Even with the positive impact of the Black Lives Matter movement, inevitably, some of the entrepreneurs have businesses that could not be insulated from Covid-19 and the lockdown measures. However, even amongst this group there is strong acknowledgement of a positive shift in recognition and perception of BAME entrepreneurs within their industries. They had found a voice, and colleagues, as well as some of those in power, were opening their doors to listen.

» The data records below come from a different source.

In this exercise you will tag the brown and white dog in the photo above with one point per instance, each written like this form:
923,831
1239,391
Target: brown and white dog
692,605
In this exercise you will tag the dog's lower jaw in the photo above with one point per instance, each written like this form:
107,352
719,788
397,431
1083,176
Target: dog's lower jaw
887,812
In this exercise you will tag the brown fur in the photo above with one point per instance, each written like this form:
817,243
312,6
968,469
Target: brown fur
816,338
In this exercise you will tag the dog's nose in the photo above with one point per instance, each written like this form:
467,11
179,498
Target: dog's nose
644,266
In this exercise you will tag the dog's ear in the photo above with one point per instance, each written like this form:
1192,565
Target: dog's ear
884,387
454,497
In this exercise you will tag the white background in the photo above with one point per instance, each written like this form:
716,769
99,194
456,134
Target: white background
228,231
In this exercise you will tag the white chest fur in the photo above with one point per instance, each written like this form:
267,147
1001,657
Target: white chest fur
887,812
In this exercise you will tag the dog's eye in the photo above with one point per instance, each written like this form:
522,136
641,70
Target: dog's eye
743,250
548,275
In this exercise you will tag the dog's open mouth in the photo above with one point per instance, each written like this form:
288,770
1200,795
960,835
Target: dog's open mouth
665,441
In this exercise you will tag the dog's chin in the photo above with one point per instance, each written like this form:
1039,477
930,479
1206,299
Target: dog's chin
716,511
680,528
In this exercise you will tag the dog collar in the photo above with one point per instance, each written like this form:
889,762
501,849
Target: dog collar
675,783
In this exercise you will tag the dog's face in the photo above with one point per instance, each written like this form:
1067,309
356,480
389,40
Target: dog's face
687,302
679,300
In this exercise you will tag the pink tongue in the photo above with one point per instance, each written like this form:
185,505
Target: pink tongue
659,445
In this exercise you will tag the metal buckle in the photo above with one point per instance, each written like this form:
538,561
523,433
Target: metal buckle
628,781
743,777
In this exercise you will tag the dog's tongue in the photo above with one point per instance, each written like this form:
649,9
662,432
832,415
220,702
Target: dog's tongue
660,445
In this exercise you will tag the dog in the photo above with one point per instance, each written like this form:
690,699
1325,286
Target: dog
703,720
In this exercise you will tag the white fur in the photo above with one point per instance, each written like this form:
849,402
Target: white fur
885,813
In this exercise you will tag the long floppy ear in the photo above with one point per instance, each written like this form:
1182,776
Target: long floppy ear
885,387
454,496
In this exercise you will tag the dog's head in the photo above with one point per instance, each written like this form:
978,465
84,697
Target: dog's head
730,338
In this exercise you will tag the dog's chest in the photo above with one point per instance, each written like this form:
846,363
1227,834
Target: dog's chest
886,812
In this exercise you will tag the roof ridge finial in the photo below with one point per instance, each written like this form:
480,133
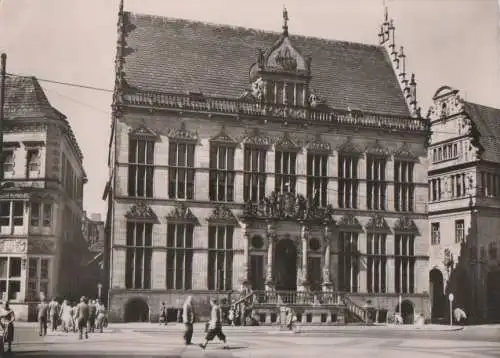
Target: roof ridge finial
285,21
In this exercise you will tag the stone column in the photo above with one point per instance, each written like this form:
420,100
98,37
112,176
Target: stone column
327,282
246,255
304,234
271,236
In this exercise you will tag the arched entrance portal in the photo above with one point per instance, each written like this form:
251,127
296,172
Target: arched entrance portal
407,312
136,310
493,294
285,259
437,294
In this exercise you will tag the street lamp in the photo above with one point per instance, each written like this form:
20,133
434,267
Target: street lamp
99,290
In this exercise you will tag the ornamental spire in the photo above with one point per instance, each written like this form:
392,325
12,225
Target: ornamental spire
285,21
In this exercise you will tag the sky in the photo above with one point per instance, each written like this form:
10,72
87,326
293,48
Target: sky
447,42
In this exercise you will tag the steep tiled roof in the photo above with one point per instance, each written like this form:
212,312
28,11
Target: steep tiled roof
24,97
173,55
487,121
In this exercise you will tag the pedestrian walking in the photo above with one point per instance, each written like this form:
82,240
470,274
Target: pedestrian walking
43,316
54,314
8,318
214,325
102,317
92,316
66,316
163,314
188,319
82,317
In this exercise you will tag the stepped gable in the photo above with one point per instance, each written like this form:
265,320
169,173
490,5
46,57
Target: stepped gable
487,121
180,56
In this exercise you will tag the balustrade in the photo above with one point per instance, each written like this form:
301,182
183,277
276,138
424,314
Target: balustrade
285,112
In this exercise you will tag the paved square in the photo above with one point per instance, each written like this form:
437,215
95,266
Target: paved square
153,340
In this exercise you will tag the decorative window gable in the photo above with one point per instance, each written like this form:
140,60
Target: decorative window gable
405,153
350,223
377,224
141,212
143,133
317,145
406,225
376,149
223,138
221,214
256,139
349,148
34,144
181,214
286,144
183,134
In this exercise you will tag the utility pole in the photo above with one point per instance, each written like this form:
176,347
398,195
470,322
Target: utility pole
2,100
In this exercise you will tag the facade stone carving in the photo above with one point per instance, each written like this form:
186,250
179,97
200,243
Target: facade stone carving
41,246
256,138
405,153
377,223
13,246
317,145
349,148
350,222
286,143
143,132
223,137
287,206
183,133
222,214
181,213
405,224
141,211
377,149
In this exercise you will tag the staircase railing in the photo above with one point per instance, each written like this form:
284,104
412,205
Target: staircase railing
296,298
354,308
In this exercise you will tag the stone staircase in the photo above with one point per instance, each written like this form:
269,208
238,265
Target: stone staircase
310,308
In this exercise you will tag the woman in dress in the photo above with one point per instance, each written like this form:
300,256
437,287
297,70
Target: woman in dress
66,316
8,318
101,321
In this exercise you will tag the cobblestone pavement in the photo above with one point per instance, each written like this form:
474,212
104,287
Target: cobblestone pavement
167,342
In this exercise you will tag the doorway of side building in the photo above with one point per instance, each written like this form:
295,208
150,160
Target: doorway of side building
493,295
438,308
285,258
407,311
136,310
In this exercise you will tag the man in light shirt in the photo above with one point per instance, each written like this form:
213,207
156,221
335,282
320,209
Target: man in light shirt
188,319
214,325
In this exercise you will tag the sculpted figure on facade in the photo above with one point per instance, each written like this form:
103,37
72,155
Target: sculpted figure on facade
287,206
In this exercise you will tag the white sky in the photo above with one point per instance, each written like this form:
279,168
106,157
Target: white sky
452,42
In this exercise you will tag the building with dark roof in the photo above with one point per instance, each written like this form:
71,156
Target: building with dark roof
464,206
40,200
241,159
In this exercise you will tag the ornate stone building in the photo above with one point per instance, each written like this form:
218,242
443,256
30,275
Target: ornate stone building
464,206
293,165
40,199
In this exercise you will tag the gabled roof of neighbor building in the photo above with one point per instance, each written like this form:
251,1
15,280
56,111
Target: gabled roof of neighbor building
24,97
487,121
179,56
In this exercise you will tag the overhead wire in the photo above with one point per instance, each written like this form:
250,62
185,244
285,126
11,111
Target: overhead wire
106,90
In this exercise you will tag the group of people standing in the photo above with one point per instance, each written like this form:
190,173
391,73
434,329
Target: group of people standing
85,317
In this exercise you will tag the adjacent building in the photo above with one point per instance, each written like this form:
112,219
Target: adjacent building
93,276
464,206
291,165
40,199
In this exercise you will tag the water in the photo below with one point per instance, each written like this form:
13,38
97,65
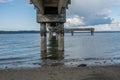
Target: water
23,50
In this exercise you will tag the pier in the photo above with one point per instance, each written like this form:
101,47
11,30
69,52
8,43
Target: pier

Our paper – covering 20 case studies – is not claiming to be statistically significant. It does provide different stories of life during Covid-19. Collectively their experiences point to enduring themes, supported by the reality on the ground. The fact that, on aggregate, the entrepreneurs we interviewed performed better during the pandemic than before means we have made progress, of a sort, and that we should aim to build on any gains made. To do this we should invest in regeneration (i.e. creating new systems, new structures and new leaders), not just recovery of the sector as it was pre-Covid-19. This is not a time for self-preservation by the gatekeepers of our current system; a system which allowed underinvestment over the last 75 years, since the launch of the Arts Council. It is a time for them to cultivate something new. Entrepreneurial creativity is required, the very qualities our participants have in such abundance.
This is the start of a conversation. Many of the themes raised need further exploration. The experience over the pandemic, and in the last year, is mixed. But if I were asked to draw a single conclusion, it is that consciousness has been raised, aspirations have been elevated and nobody wants to simply go back to life and business as we knew it pre Covid-19 and pre-George Floyd. None of the people we interviewed want to believe that moving beyond lockdown will mean moving back to being less visible and having less of a voice (a return to their invisible space). Their collective hope is that these various crises will be the catalyst for the regeneration of our sector, to one that is more equitable and as a result more resilient. It is a hope they are willing to fight for.
Thank you to Sue Barnard and the Arts Council for their timely support of this research. Thank you to James Doeser, not only for his work on this but for his guidance. Thanks to those on the MeWe team who helped in pulling this together. But mostly I want to thank the 20 people for the time they took to share their inspirational stories which formed the source material of this report.
– Kevin Osborne, CEO, MeWe360
NB. We have used the abbreviation BAME in the foreword and throughout the report. We recognise the diversity of individual identities and lived experiences, and understand that BAME is an imperfect term that does not fully capture the racial, cultural and ethnic identities of people that experience structural and systematic inequality.